One step (among others) of quality control I do is counting the number of curated reads that actually map back to the assembled contigs. This metric is a way of telling if what you assembled actually looks like what you sequenced in the first place.

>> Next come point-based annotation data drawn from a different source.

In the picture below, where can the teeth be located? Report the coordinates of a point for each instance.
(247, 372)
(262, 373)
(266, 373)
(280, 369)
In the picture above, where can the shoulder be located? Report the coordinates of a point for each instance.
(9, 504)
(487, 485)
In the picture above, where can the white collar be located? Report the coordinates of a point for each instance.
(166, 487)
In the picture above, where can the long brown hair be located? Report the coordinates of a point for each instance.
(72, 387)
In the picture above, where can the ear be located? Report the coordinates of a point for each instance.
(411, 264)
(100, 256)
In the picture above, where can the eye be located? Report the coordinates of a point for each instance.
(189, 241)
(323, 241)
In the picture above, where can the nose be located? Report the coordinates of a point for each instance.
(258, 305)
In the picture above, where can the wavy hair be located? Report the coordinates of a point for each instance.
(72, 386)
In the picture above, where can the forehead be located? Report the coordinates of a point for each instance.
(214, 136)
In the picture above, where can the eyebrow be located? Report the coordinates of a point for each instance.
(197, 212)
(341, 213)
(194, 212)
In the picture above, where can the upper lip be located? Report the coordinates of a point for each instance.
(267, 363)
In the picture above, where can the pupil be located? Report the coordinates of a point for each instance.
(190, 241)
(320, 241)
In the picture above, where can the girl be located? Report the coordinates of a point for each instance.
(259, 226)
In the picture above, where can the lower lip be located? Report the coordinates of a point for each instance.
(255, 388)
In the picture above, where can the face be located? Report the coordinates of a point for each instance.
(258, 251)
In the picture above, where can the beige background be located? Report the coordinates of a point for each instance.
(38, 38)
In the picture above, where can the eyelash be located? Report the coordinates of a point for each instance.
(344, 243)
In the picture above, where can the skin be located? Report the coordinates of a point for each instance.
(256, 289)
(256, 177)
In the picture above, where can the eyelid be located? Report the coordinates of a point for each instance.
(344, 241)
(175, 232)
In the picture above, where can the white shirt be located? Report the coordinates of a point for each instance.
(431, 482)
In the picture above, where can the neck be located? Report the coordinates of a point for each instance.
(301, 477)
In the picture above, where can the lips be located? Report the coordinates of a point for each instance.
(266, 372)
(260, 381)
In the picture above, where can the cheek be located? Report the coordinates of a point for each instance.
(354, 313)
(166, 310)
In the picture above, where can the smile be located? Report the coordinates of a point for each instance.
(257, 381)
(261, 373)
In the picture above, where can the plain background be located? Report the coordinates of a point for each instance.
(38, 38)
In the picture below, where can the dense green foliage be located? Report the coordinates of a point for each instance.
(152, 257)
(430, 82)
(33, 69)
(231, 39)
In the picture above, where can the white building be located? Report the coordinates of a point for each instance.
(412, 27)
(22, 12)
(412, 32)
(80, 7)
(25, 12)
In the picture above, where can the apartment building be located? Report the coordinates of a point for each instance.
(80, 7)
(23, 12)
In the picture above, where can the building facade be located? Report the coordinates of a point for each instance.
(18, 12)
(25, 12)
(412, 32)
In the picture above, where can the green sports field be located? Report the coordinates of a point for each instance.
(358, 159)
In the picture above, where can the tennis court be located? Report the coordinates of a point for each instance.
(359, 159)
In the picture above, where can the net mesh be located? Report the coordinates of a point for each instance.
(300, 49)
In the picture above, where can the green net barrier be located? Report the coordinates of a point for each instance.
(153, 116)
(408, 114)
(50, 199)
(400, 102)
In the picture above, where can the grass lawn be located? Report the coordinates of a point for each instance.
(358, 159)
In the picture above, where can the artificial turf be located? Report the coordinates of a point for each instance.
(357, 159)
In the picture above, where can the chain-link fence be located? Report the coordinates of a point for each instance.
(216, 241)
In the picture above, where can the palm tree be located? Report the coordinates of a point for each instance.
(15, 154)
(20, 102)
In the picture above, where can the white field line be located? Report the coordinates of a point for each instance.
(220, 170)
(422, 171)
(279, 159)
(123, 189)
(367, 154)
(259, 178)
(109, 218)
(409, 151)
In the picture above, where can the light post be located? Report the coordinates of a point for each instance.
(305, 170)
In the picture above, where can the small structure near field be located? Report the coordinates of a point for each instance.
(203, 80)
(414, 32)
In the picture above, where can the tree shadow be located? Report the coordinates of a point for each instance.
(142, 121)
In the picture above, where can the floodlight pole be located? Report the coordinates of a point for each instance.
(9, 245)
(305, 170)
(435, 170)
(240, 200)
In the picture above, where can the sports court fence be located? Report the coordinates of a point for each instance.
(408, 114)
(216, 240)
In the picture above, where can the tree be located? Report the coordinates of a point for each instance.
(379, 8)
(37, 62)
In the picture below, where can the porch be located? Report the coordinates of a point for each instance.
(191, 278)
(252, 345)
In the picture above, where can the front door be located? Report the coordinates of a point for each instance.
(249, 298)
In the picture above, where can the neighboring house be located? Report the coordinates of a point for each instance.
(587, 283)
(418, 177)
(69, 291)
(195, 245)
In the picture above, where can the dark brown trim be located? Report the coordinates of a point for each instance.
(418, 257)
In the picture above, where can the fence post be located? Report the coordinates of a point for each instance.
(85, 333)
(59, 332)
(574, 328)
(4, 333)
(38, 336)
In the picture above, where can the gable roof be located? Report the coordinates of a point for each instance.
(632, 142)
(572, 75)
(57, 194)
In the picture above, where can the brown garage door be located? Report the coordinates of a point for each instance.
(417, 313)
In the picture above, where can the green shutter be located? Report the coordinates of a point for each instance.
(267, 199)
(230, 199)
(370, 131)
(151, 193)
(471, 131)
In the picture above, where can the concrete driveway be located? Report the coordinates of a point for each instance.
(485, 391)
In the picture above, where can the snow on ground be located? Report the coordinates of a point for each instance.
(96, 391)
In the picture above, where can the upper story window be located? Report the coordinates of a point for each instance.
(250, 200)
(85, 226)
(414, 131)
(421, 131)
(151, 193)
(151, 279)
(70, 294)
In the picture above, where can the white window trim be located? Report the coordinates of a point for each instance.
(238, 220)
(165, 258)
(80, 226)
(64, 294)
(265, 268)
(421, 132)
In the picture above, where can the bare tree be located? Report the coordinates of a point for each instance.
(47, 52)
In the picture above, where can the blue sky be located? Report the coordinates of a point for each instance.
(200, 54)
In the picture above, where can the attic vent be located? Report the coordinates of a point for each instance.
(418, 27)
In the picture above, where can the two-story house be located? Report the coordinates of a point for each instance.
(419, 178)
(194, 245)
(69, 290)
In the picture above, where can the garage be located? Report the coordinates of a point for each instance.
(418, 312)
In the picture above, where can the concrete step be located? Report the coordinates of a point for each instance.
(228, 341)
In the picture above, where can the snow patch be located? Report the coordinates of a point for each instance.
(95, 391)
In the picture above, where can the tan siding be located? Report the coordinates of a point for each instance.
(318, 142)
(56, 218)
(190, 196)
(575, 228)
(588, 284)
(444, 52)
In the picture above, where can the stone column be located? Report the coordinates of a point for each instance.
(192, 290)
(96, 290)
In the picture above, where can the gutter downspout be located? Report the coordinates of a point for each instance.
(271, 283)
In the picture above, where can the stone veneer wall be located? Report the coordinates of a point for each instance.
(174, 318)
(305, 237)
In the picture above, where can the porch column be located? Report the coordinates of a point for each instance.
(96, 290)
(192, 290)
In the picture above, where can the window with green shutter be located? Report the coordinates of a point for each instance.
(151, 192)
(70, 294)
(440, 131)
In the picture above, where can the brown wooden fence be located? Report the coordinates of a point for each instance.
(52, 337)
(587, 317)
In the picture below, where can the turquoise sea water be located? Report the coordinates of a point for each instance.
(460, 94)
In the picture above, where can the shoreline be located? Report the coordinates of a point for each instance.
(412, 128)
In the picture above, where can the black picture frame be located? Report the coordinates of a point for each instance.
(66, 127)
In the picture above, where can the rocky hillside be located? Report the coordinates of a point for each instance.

cp /mnt/EXT/Schloss-data/matt/metagenomes_HiSeq/${sample_name}/assembly/${sample_name}.megahit/${sample_name}.final.contigs.251.fa ./
/home/mljenior/bin/bowtie/bowtie-build ${sample_name}.final.contigs.251.fa ${sample_name}_contig_database

/home/mljenior/bin/bowtie/bowtie ${sample_name}_contig_database -f /mnt/EXT/Schloss-data/matt/metagenomes_HiSeq/${sample_name}/fastq/${sample_name}.trimmed.pooled.all.fasta -p 4 -S ${sample_name}.aligned.sam

samtools view -bS ${sample_name}.aligned.sam > ${sample_name}.aligned.bam
samtools sort ${sample_name}.merged.pe.se.aligned.megahit.bam ${sample_name}.merged.pe.se.aligned.megahit.sorted
samtools index ${sample_name}.merged.pe.se.aligned.megahit.sorted.bam
samtools idxstats ${sample_name}.merged.pe.se.aligned.megahit.sorted.bam > ${sample_name}.mapped2contigs.txt 

rm *.ebwt *.bcf *ai *.bam ${sample_name}_contig_database*'

I’ve revamped the pipeline in the last couple of days so when I have the quality metrics tomorrow when it’s done I’ll write another post about that.